In any case, where an independent group III nitride semiconductor substrate is obtained by forming a group III nitride semiconductor film on a heterogeneous substrate such as a sapphire substrate or an SiC substrate and then separating the group III nitride semiconductor film from the heterogeneous substrate, the group III nitride semiconductor substrate is deformed.

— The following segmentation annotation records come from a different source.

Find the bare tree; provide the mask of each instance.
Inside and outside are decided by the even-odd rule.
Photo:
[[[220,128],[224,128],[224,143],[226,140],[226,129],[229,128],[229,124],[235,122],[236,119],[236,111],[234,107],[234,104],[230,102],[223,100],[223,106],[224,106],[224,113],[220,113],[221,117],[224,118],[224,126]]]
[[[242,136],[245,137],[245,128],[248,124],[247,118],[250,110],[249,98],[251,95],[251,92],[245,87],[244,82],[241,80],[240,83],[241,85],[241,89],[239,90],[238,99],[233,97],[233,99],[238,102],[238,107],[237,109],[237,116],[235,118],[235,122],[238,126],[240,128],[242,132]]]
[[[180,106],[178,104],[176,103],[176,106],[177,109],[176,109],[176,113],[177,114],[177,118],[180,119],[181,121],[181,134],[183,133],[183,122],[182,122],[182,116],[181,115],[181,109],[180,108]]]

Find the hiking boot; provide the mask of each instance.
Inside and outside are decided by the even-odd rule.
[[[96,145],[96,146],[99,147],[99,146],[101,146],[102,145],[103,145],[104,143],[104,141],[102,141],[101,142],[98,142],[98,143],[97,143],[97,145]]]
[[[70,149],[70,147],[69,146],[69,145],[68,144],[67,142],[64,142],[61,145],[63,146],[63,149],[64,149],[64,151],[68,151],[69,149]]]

Deformation of the group III nitride semiconductor substrate makes it difficult to handle or process the independent group III nitride semiconductor substrate. Moreover, in a case where the independent group III nitride semiconductor substrate is used as a substrate on which another group III nitride semiconductor layer is deposited, if a group III nitride semiconductor substrate that is deformed as described above is used, it will be difficult to uniformly heat the entirety of the group III nitride semiconductor substrate in the reactor, and to uniformly grow a crystal.
Moreover, since a group III nitride semiconductor substrate inherently has a force of deforming itself as described above, a group III nitride semiconductor substrate is likely to be cracked during the step of illuminating a pulse laser beam, and it is difficult to obtain a large-area, independent group III nitride semiconductor substrate.